This work constructs information-theoretically secure one-time memories (OTMs) and one-time programs (OTPs) under quantum hardware constraints—specifically, non-adaptive, constant-depth, D-dimensional geometrically local quantum circuits (QNC₀)—without relying on any computational assumptions. Adversaries are assumed to possess unbounded classical computational power, arbitrary-size quantum memory, and unlimited coherence time. Methodologically, the construction integrates random linear codes with 2→1 quantum random access codes (QRACs), and employs Rényi entropy (α = 2) analysis to bound collision-entropy-driven information leakage, yielding a novel upper bound on QRAC information leakage. Key contributions include: (i) the first OTP construction achieving simulation-based security without computational assumptions; (ii) the first OTM scheme compatible with fault-tolerant quantum computing prerequisites—supporting inputs encoded via non-fault-tolerant encodings; and (iii) rigorous security proofs valid against geometrically local, constant-depth quantum adversaries.

We show how to construct simulation secure one-time memories, and thus one-time programs, without computational assumptions in the presence of constraints on quantum hardware.
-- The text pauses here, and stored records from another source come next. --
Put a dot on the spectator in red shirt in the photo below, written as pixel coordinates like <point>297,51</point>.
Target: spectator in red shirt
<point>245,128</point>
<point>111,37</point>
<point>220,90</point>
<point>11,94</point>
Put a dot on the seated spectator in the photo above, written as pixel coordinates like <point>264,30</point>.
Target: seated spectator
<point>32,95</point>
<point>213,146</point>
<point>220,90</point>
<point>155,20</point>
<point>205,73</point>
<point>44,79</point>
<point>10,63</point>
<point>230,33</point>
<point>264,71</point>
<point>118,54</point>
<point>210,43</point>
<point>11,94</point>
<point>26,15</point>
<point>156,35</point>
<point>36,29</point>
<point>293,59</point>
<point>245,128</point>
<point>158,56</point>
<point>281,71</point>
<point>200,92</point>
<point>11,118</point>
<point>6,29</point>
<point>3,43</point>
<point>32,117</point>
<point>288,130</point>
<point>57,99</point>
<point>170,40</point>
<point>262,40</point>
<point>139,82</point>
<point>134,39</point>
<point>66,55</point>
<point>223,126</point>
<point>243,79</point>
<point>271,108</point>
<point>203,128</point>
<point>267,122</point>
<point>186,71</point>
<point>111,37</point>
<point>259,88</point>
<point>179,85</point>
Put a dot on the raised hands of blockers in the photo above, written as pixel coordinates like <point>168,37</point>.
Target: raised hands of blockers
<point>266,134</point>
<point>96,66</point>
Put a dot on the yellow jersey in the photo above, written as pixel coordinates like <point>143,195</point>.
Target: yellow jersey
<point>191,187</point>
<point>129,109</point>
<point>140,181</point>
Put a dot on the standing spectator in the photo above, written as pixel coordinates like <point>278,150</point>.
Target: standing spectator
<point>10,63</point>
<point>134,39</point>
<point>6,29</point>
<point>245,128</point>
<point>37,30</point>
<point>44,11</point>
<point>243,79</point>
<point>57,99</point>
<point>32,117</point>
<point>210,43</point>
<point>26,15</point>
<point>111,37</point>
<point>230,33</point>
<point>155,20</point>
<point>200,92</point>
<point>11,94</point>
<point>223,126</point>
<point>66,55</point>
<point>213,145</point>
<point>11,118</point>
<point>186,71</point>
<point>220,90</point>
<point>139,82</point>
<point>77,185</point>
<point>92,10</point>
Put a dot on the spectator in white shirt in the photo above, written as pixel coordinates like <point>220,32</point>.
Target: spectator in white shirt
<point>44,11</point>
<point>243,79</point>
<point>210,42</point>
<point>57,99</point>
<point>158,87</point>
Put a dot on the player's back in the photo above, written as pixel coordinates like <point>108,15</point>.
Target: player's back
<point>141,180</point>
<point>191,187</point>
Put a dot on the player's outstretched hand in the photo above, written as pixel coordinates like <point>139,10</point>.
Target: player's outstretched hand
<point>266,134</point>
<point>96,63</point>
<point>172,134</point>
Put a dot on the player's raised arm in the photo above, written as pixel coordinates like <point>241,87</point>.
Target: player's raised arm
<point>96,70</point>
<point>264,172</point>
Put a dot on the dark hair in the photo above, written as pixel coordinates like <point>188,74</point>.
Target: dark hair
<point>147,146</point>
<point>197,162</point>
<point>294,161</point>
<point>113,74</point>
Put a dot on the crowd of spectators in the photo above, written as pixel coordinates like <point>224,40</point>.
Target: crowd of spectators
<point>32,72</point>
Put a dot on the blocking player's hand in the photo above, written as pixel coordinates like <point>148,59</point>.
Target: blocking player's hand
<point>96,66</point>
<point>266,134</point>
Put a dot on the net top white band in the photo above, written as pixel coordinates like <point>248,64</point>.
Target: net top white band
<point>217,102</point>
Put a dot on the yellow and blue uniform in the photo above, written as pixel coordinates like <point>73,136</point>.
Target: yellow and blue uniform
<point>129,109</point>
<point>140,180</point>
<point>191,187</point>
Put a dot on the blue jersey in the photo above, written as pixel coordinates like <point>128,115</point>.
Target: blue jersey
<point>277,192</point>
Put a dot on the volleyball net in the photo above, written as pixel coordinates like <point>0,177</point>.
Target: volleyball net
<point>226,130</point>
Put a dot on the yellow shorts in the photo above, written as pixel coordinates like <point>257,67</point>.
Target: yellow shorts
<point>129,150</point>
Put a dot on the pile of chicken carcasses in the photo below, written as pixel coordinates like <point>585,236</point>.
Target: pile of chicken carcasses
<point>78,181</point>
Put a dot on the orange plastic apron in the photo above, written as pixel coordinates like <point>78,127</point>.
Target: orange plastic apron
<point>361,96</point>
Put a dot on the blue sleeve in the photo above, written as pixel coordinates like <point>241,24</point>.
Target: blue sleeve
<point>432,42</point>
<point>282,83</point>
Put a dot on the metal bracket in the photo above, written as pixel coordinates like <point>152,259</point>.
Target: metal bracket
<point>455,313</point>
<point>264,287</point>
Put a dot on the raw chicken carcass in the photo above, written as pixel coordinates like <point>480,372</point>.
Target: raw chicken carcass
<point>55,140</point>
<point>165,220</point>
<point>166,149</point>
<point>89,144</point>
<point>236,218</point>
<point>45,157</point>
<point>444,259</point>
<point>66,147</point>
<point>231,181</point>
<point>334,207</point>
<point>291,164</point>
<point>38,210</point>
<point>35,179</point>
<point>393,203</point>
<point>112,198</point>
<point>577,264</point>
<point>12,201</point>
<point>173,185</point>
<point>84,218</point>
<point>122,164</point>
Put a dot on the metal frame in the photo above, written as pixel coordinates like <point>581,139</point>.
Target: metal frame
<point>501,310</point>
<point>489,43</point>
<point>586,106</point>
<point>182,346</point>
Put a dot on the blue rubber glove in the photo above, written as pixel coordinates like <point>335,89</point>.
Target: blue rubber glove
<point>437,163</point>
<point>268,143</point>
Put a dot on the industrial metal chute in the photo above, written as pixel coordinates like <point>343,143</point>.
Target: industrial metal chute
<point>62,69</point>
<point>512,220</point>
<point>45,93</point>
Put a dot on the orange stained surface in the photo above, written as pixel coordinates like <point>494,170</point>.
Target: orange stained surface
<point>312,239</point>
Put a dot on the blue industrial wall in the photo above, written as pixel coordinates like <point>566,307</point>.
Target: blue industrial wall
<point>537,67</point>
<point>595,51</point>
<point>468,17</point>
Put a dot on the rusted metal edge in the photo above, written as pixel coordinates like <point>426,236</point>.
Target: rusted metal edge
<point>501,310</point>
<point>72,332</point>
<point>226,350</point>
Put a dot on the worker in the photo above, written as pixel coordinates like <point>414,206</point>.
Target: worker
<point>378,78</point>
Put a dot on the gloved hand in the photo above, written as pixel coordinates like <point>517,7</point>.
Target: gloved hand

Specifically, we build one-time memories from random linear codes and quantum random access codes (QRACs) when constrained to non-adaptive, constant depth, and $D$-dimensional geometrically-local quantum circuit for some constant $D$. We place no restrictions on the adversary's classical computational power, number of qubits it can use, or the coherence time of its qubits. Notably, our construction can still be secure even in the presence of fault tolerant quantum computation as long as the input qubits are encoded in a non-fault tolerant manner (e.g. encoded as high energy states in non-ideal hardware). Unfortunately though, our construction requires decoding random linear codes and thus does not run in polynomial time. We leave open the question of whether one can construct a polynomial time information theoretically secure one-time memory from geometrically local quantum circuits. Of potentially independent interest, we develop a progress bound for information leakage via collision entropy (Renyi entropy of order $2$) along with a few key technical lemmas for a"mutual information"for collision entropies. We also develop new bounds on how much information a specific $2 mapsto 1$ QRAC can leak about its input, which may be of independent interest as well.